Presenters: Powell Moore, ASD (Legislative Affairs)
November 06, 2003 9:30 AM EDT

(Participating were U.S. Representatives Mac Thornberry (R-TX), Vic Snyder (D-AR), Baron Hill (D-IN), Robert Simmons (R-CT), Gresham Barrett (R-SC), Tom Cole (R-OK), Steve King (R-IA), Mike Rogers (R-AL) and Madeleine Bordallo (D-Guam) and Powell Moore, assistant secretary of defense for legislative affairs.)


     Moore:  Good morning.


     Codel Thornberry had breakfast this morning with Secretary Rumsfeld and -- he was the host.  The deputy secretary, vice chairman, Undersecretaries Feith and Zakheim were there, and Pete Geren [special assistant to the Secretary of Defense] and I also joined the breakfast.

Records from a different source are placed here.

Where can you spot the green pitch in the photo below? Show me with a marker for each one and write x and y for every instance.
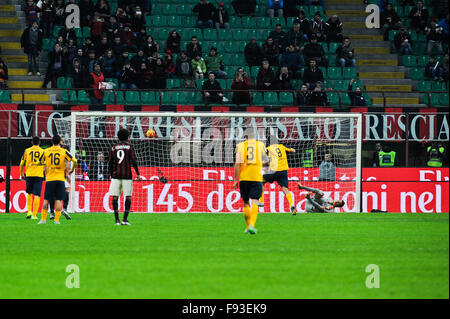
(209, 256)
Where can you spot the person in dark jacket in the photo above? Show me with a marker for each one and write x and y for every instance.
(205, 11)
(293, 61)
(271, 52)
(241, 84)
(221, 18)
(253, 53)
(312, 75)
(31, 42)
(303, 97)
(265, 80)
(356, 97)
(333, 29)
(211, 90)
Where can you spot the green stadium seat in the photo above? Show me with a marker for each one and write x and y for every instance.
(333, 98)
(438, 86)
(417, 74)
(209, 34)
(286, 98)
(83, 97)
(72, 94)
(334, 73)
(4, 96)
(149, 98)
(349, 73)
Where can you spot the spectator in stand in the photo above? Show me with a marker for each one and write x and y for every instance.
(241, 87)
(293, 61)
(47, 18)
(102, 47)
(173, 42)
(102, 9)
(128, 38)
(127, 78)
(318, 96)
(145, 77)
(265, 80)
(96, 25)
(283, 79)
(253, 53)
(271, 52)
(60, 14)
(303, 97)
(159, 78)
(183, 68)
(151, 46)
(244, 7)
(112, 29)
(312, 75)
(214, 64)
(198, 67)
(402, 42)
(86, 10)
(333, 29)
(345, 54)
(138, 19)
(305, 24)
(169, 66)
(435, 37)
(356, 97)
(96, 76)
(389, 20)
(108, 64)
(31, 12)
(211, 90)
(205, 11)
(318, 28)
(193, 48)
(221, 18)
(79, 74)
(327, 170)
(433, 70)
(419, 16)
(31, 42)
(3, 74)
(55, 66)
(295, 37)
(67, 33)
(279, 37)
(314, 50)
(275, 6)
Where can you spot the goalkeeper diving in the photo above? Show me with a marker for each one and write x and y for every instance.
(317, 203)
(278, 170)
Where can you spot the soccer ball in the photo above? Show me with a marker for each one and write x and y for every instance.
(150, 133)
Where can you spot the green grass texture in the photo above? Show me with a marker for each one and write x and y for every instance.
(203, 256)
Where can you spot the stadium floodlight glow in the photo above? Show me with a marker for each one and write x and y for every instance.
(187, 164)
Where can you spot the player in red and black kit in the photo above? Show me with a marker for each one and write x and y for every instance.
(121, 158)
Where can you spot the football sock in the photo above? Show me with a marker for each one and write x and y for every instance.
(57, 215)
(66, 201)
(116, 208)
(289, 198)
(127, 208)
(253, 214)
(29, 202)
(36, 202)
(44, 214)
(247, 215)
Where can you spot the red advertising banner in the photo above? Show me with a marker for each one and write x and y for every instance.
(210, 190)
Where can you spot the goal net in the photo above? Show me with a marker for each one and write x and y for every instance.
(188, 166)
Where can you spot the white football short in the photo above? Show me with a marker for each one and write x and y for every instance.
(118, 186)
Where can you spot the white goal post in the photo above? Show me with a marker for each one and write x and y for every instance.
(188, 166)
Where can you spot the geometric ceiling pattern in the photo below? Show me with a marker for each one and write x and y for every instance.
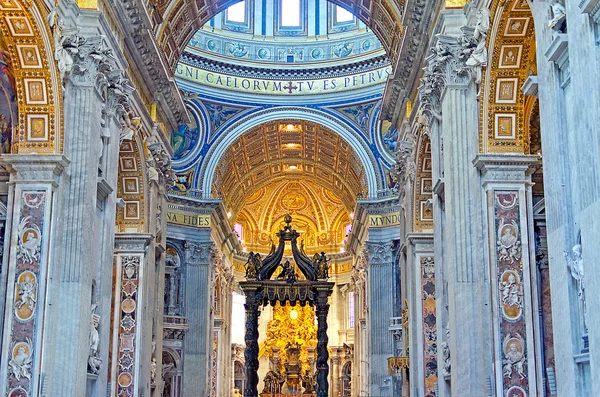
(318, 215)
(288, 150)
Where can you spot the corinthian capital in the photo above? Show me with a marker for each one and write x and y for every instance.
(197, 254)
(453, 61)
(380, 253)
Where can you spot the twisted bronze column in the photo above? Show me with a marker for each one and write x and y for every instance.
(322, 308)
(253, 302)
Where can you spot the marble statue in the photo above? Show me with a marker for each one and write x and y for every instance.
(322, 267)
(29, 243)
(94, 360)
(20, 363)
(447, 368)
(343, 50)
(272, 382)
(509, 246)
(479, 56)
(253, 265)
(514, 359)
(559, 16)
(575, 265)
(153, 367)
(26, 293)
(511, 292)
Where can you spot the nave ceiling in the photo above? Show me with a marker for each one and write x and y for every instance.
(296, 167)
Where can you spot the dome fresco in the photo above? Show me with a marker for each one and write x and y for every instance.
(323, 34)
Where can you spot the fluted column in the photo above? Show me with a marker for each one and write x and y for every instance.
(198, 340)
(380, 289)
(35, 183)
(449, 96)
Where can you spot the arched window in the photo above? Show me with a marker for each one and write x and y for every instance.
(290, 13)
(347, 379)
(343, 15)
(236, 12)
(238, 376)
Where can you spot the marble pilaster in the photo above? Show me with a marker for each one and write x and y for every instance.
(197, 345)
(35, 183)
(449, 97)
(506, 182)
(132, 275)
(380, 340)
(423, 321)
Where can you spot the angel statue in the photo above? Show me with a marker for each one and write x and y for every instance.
(559, 17)
(253, 265)
(322, 267)
(575, 265)
(20, 363)
(182, 140)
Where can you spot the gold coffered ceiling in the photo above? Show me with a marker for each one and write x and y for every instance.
(290, 166)
(273, 152)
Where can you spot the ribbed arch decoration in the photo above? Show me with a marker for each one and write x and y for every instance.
(178, 20)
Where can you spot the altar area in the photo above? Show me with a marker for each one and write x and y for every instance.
(297, 350)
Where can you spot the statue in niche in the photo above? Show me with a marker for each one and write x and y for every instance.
(309, 382)
(321, 266)
(511, 291)
(20, 362)
(272, 382)
(390, 137)
(509, 246)
(479, 56)
(447, 369)
(253, 265)
(26, 290)
(183, 139)
(575, 265)
(153, 368)
(94, 360)
(514, 359)
(558, 22)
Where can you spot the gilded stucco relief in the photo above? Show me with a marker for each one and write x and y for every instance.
(512, 60)
(290, 167)
(30, 74)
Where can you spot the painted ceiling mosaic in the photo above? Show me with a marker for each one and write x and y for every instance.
(290, 166)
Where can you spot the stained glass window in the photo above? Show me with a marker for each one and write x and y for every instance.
(342, 15)
(237, 12)
(350, 309)
(290, 12)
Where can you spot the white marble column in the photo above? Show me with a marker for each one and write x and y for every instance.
(35, 184)
(197, 346)
(449, 94)
(380, 288)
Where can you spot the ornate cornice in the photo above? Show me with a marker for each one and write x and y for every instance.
(197, 254)
(417, 20)
(286, 74)
(380, 253)
(153, 69)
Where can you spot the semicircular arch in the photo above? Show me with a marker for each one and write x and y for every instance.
(219, 147)
(182, 19)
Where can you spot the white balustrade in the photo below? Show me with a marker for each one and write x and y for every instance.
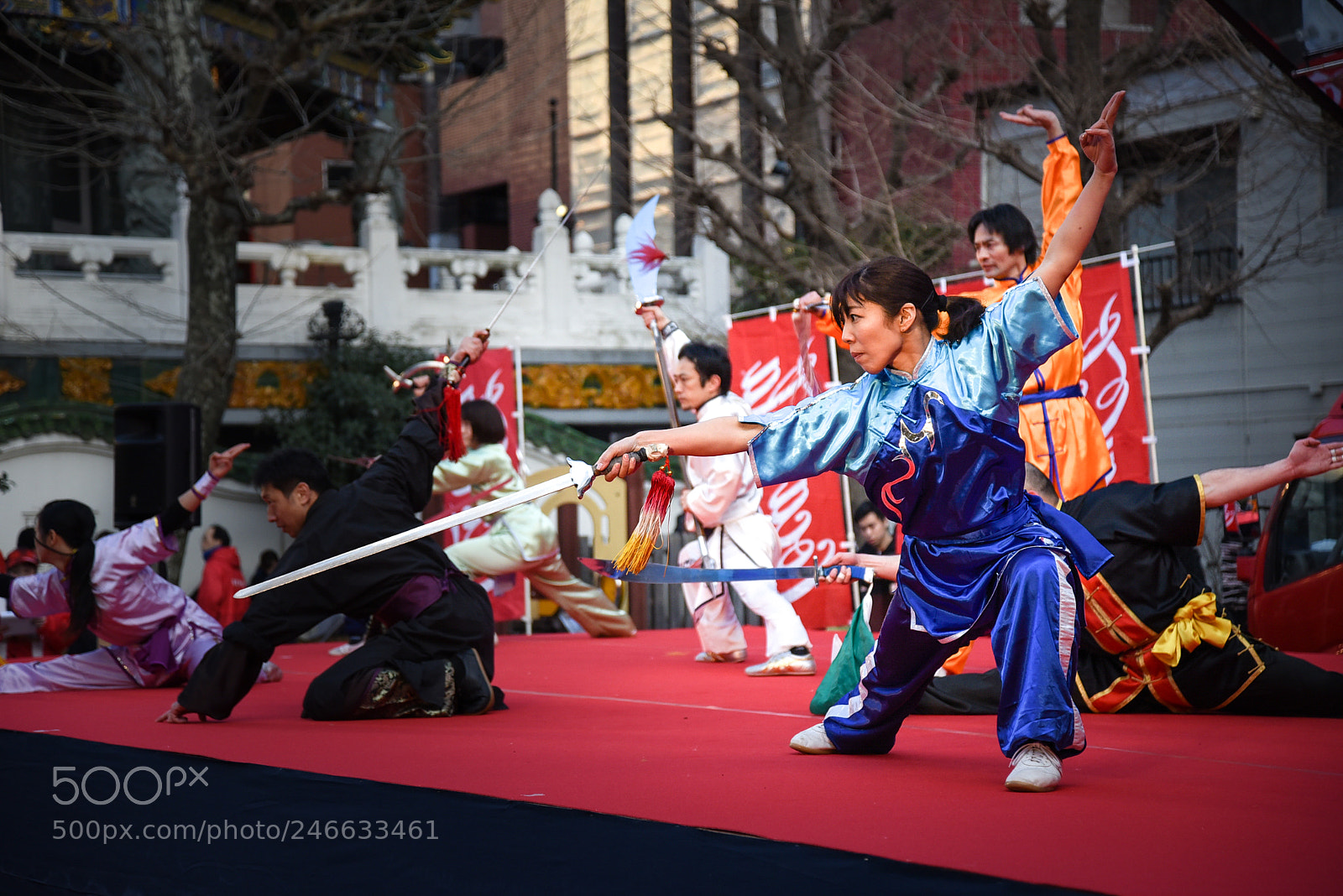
(574, 297)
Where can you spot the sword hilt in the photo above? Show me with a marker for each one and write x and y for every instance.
(859, 573)
(648, 454)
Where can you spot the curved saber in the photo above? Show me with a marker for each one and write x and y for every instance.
(579, 477)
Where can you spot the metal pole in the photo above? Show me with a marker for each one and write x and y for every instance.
(1142, 351)
(521, 463)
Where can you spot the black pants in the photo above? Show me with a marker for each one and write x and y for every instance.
(458, 622)
(1287, 687)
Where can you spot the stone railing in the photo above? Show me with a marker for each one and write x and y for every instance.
(102, 289)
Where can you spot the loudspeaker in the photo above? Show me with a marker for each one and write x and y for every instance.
(156, 456)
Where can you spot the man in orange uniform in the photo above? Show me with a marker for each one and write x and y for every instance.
(1063, 434)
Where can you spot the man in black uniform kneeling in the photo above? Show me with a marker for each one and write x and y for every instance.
(433, 654)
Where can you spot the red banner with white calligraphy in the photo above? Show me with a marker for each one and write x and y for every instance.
(494, 380)
(770, 372)
(1111, 376)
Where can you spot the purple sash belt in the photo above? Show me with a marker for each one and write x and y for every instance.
(411, 598)
(154, 654)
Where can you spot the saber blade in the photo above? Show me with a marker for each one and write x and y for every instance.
(579, 477)
(664, 573)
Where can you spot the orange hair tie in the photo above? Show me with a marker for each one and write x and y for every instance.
(943, 325)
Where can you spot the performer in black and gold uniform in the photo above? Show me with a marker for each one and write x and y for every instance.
(1155, 640)
(434, 652)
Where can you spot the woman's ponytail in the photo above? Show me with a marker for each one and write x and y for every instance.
(74, 522)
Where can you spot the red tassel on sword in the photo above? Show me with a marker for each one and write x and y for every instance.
(644, 538)
(450, 418)
(637, 551)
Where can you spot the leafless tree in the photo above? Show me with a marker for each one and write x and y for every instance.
(857, 114)
(196, 91)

     The delegation returned on October the 20th.  It was led by Representative Mac Thornberry of Texas.  With us today are also Representative Vic Snyder of Arkansas, Gresham Barrett of South Carolina, Tom Cole of Oklahoma, Steve King of Iowa and Madeleine Bordallo from Guam.


     I'll turn it over to Representative Thornberry.

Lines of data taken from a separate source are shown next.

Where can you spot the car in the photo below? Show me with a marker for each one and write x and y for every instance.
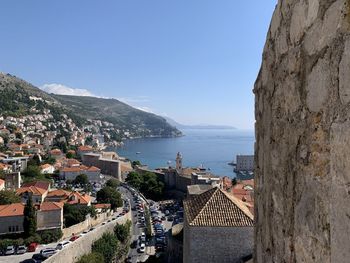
(142, 248)
(73, 238)
(62, 245)
(32, 247)
(133, 244)
(39, 257)
(21, 249)
(30, 260)
(48, 252)
(10, 250)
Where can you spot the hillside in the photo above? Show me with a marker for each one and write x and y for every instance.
(20, 98)
(120, 114)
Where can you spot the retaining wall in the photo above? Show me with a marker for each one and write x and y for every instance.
(82, 246)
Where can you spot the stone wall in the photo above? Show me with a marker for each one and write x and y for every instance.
(217, 244)
(302, 151)
(82, 245)
(89, 222)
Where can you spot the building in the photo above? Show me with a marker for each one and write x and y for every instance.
(108, 166)
(217, 228)
(244, 163)
(37, 194)
(49, 215)
(84, 149)
(47, 169)
(2, 184)
(19, 164)
(93, 173)
(11, 218)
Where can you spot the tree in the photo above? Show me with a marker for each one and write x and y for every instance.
(114, 183)
(134, 163)
(109, 195)
(122, 232)
(93, 257)
(32, 171)
(107, 246)
(8, 197)
(29, 221)
(134, 179)
(81, 179)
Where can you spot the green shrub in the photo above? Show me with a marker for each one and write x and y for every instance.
(93, 257)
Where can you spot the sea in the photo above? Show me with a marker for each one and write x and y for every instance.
(212, 149)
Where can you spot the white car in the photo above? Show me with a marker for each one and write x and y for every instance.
(142, 248)
(10, 250)
(48, 252)
(62, 245)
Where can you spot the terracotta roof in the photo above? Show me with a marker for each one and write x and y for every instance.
(31, 189)
(93, 169)
(50, 206)
(11, 210)
(78, 198)
(85, 148)
(40, 184)
(101, 206)
(216, 208)
(45, 166)
(58, 193)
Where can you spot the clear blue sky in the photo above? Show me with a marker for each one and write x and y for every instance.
(193, 60)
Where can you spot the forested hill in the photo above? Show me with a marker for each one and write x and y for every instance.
(19, 98)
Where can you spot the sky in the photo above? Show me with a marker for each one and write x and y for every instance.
(193, 61)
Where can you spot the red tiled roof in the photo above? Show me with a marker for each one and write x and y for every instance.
(58, 193)
(216, 208)
(78, 198)
(102, 206)
(39, 184)
(50, 206)
(31, 189)
(85, 148)
(11, 210)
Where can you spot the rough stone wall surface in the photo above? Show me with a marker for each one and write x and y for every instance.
(302, 151)
(217, 244)
(82, 245)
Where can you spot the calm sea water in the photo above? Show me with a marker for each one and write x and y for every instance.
(212, 148)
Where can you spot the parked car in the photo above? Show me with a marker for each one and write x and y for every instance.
(30, 260)
(10, 250)
(73, 238)
(48, 252)
(39, 257)
(62, 245)
(32, 247)
(21, 249)
(142, 248)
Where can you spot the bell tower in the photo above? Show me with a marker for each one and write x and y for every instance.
(178, 161)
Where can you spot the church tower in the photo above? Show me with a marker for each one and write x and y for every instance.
(178, 161)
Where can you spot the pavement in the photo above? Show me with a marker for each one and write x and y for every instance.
(28, 255)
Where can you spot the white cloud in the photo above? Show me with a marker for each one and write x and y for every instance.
(64, 90)
(146, 109)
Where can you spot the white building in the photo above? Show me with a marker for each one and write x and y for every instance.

     Thornberry:  Mac Thornberry from the 13th District of Texas. As Powell said, we had the opportunity to travel about 2-1/2 weeks ago.  There were nine of us in the delegation.  Spent parts of two days in and around Baghdad, part of another day up in the north, around Mosul.  Didn't get much sleep, but tried to see and do as much as we can -- could.


     I think all of us benefited from the trip.  All of us had voted for the Iraqi supplemental just before we left, and ended up, I think, supporting the final version.


     I guess just a brief summary.  As we have discussed, our strongest impression was of the quality and character of the folks in our military whom we met and got a chance to visit with often, those from our states.  I think secondly, all of us came away more encouraged about the ability of Iraq to ultimately form a stable nation, more encouraged than before we went.


     And thirdly, at least I came away even more convinced that this really is the central front in the war on terrorism and that we have an incredible amount at stake in its success.


     So that's really all I have.  I don't know if my colleagues have some other statement they'd like to make right quick, and then mainly we're here just to see if y'all have questions.  (Pause.)  We're ready.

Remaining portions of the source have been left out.